Mais... où suis-je ?

Le Barde dans la Machine écrit pour vous des élucubrations sur les mondes imaginaires. Pour faciliter vos choix de lectures, les publications sont regroupées en thèmes :

"Récits", des nouvelles (entières ou par épisodes) qui parlent de SF et de Fantasy. Les récits les plus longs sont publiés par épisodes, puis compilés.
"Contes de la Marche", qui regroupe des récits de Fantasy se déroulant un même univers.
"Lubies", des textes plus courts sur des sujets aléatoires.
"Bouquins", où je vous narre et critique mes derniers lectures.
"Carnets", de brèves observations ou impressions, en quelques paragraphes.

Signes Dans Le Sable (2)

Le doyen de l’université nous reçut dans son bureau qui sentait la poussière, et échangea avec la Prof des dissertations orales sur l’histoire de l’île, ses vagues de peuplement et sa culture actuelle. Il passa un temps infini à nous vanter les dons de son peuple pour la poésie et la philosophie. Quand on en vint à la langue locale, le Wihila, il eut encore beaucoup à dire sur ses fondations africaines, les influences tamoules et malgaches, et teintées d’une touche d’Urdu qui faisait ses délices. Nous en apprîmes bien plus que les maigres paragraphes trouvés dans les manuels d’histoire français et dans les encyclopédies.

Quand Élise l’interrogea sur la graphie du Wihila et fit allusion à un alphabet d’origine locale, il dut pourtant avouer son incompétence, nous expliquant que depuis des siècles, la plupart des insulaires se servaient des caractères arabes. Il nous indiqua les noms de quelques lettrés locaux que nous pouvions approcher de sa part. Puis à mon grand soulagement, le concours d’érudition se tarit.

Quand finalement, nous sortîmes de l’université, je fus presque surpris de constater que la nuit était pas encore tombée – j’avais l’impression d’avoir passé des mois dans ce bâtiment aux murs ocres, à l’entrée encadrée par les bustes d’inconnus moustachus. Nous étions juste en début d’après-midi, et l’épouvante s’empara de moi à l’idée d’une autre demi-journée du même ennui mortel.

— Mon petit Cyprien, me dit Élise du ton guindé qu’elle employait quand elle voulait paraitre bienveillante, je vais vous demander une faveur.
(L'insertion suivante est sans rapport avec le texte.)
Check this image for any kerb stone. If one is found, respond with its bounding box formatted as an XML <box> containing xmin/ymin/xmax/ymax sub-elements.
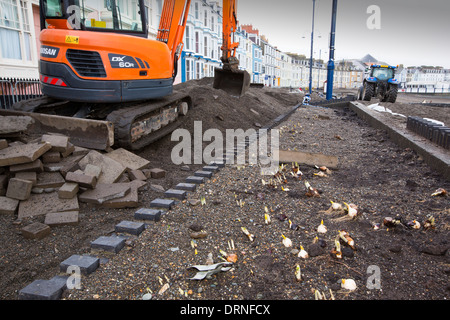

Je sais que vous préféreriez m’assister dans mon rendez-vous de quinze heures avec le représentant du Bey de Kalé, mais il y a une chose que vous devez me trouver dès que possible.
— De quoi s’agit-il ?

Je m’attendais à de l’encre, ou un livre rare.

— Du thé.


Je foulais de mes chaussures en cuir la terre battue des ruelles de la médina, essayant d’éviter le crottin d’âne et les flaques douteuses. La chaleur de l’après-midi cuisait chaque centimètre carré de ma peau, et je sentais la sueur couler et tremper mon dos. Ma chemise était fichue.

Elle en avait de bonnes, la Prof. « Un thé vendu au poids, dans des sacs marqués de ce signe… » De temps en temps, je tirais le papier de ma poche pour me remettre en tête le tracé anguleux qui dessinait comme un petit mandala inscrit dans un carré. Les échoppes proposaient des pyramides de fruits, de grands sacs de noisettes et d’épices, des tissus aux motifs exotiques, du café même, mais je ne trouvais pas ce que je cherchais.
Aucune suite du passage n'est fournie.